颜菀卿点头,不自觉地嗅了嗅长乐公主身上的梅花的馨香味,将头埋在了长乐公主的怀中,闭上眼睛缓缓入睡。
看着颜菀卿熟睡的容颜,长乐公主美丽的眸色中略显复杂,若是自己不在卿儿身边,只怕卿儿还无法自己面对这些人吧?今晚,四皇子的到来想来也并不单纯吧?皇子们长大了,心思也该多起来了,极具诱惑的储君之位向来令人不禁疯狂地前仆后继,最终丧失人性,赵渊(明德帝)的儿子又如何能免俗?
父皇啊,你在天有灵一定要保佑卿儿,不要让卿儿重复本宫当年经历过的悲剧,想起先帝,长乐公主不禁眼含热泪,又怕惊动了熟睡中的女儿,只默默忍着夺眶而出的热泪,看着颜菀卿沉睡的容颜,长乐公主心中万分不舍,只希望她的卿儿能早日强大起来,如此,她便也能放心地走·······。

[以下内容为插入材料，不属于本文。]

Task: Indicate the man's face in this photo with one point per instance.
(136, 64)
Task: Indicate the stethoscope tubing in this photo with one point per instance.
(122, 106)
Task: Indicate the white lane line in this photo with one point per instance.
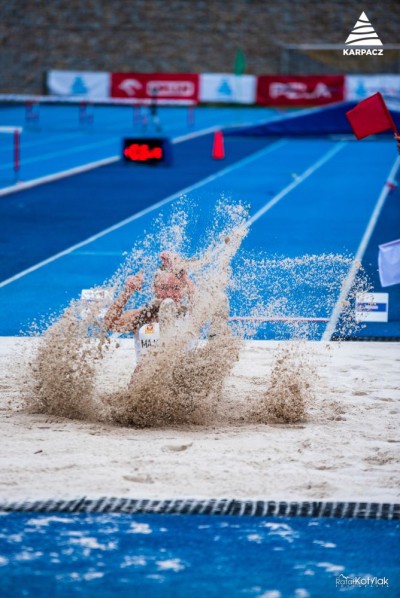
(59, 175)
(347, 283)
(78, 169)
(332, 152)
(152, 208)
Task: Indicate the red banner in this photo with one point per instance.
(164, 87)
(308, 90)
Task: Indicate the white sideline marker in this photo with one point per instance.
(346, 286)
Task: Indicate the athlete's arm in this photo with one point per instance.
(118, 320)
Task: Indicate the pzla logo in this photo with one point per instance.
(363, 34)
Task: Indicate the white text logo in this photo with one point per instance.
(363, 34)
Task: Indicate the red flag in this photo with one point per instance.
(370, 116)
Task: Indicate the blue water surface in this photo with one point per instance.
(197, 556)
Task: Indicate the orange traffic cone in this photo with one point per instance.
(218, 152)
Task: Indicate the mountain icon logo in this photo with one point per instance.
(363, 34)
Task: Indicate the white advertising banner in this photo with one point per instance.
(359, 87)
(372, 307)
(84, 84)
(228, 88)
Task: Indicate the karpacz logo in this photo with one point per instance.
(363, 34)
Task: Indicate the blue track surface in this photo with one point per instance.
(323, 194)
(194, 555)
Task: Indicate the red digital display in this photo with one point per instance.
(146, 151)
(141, 152)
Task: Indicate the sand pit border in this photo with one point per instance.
(341, 510)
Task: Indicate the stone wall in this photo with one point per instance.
(182, 36)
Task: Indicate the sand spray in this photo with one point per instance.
(181, 379)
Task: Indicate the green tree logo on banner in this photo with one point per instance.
(240, 62)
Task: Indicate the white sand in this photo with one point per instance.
(347, 450)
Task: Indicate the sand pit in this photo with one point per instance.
(346, 449)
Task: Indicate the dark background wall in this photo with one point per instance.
(184, 36)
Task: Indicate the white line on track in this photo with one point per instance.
(59, 175)
(21, 186)
(86, 167)
(346, 286)
(152, 208)
(332, 152)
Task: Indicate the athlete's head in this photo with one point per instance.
(170, 278)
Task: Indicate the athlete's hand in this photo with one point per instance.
(134, 283)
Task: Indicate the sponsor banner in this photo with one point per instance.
(227, 88)
(372, 307)
(85, 84)
(307, 90)
(359, 87)
(162, 86)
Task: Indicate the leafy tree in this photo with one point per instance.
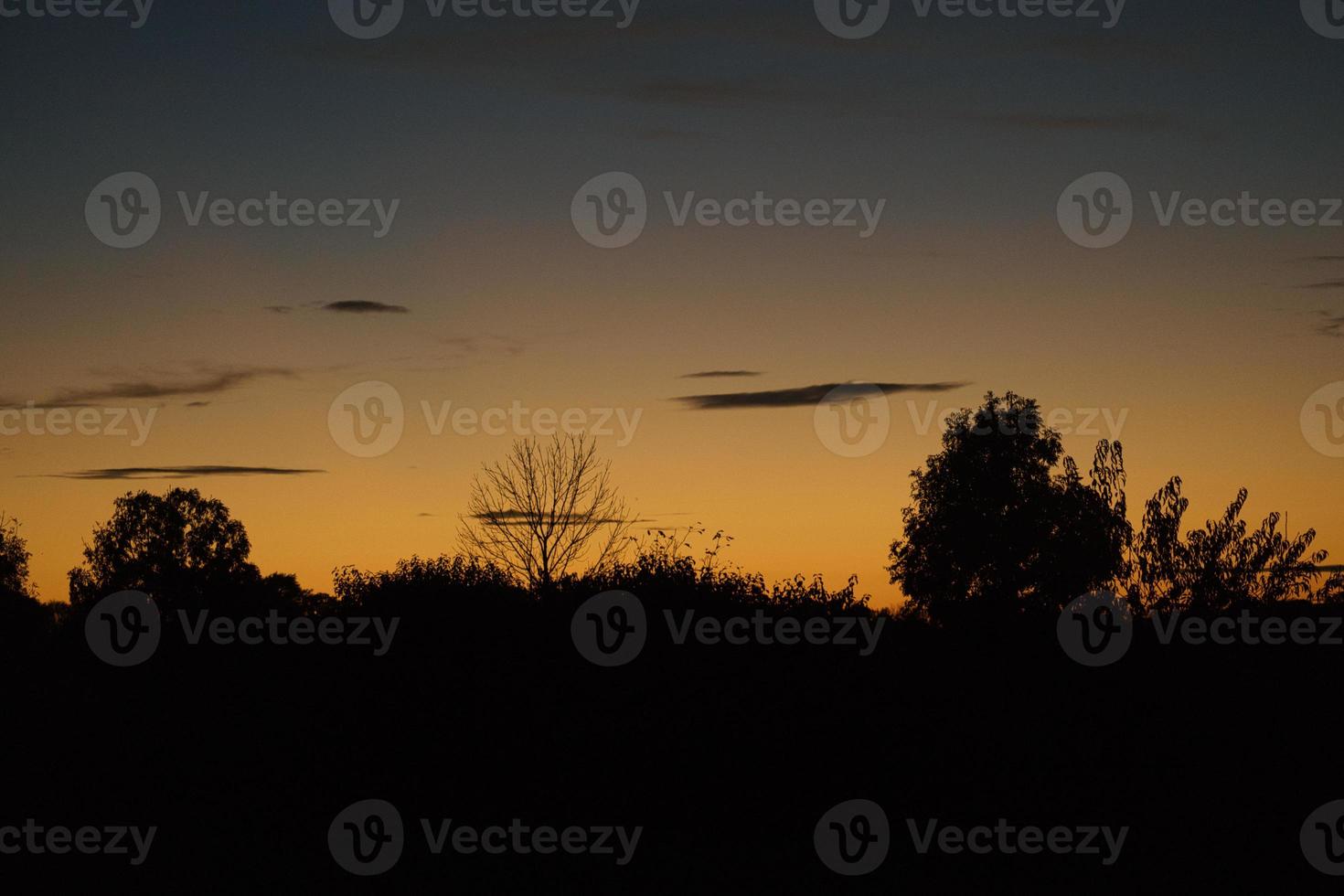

花园内,卫女官解开颜晴清身上的绳索,不等颜晴清反应过来,一脚踢在颜晴清的膝窝上,只听“噗通”一声,“啊~”地声颜晴清整个人掉入荷花池塘中,先是呛了一口水,接着又吃了一口淤泥,反应过来时,急忙呼救,“救命···救······我不会凫水,救命呐······祖母救我·····”颜晴清不停地扑腾、挣扎、呼救,结果越挣扎喝的水越多,接近入冬的气候,尤其在深夜,池塘中的水冰凉刺骨无比,那种冰冷的钻心刺痛感深深地刻进骨髓中,不多时,直将颜晴清地冻得脸色发白直打哆嗦,连着嘴唇也渐渐变青紫,挣扎的幅度逐渐变小,颤抖着唇瓣呼救的声音也渐渐弱了下来·······
颜老太君和二夫人赶来的时候,在丫环们举着微黄灯笼的照应下,隐约可以看到黑漆漆的池塘中似乎是有个人影在扑腾挣扎,听着呼救的熟悉声,是颜晴清无疑!
二夫人搀扶着颜老太君疾步走到池塘边,在丫环们高举的灯笼摇曳的照应下,只见颜晴清脑袋渐渐淹没在荡漾的水波中,颜老太君见此心都提到了嗓子眼,目眦欲裂,惊呼道:“晴姐儿!”
见颜晴清就要沉入水底,二夫人许氏心痛地无法呼吸,松开颜老太君的手就要往池塘中跳,幸好被身边的嬷嬷眼疾手快地拉住了,“二夫人,你不能跳,你不会游泳你忘了吗?”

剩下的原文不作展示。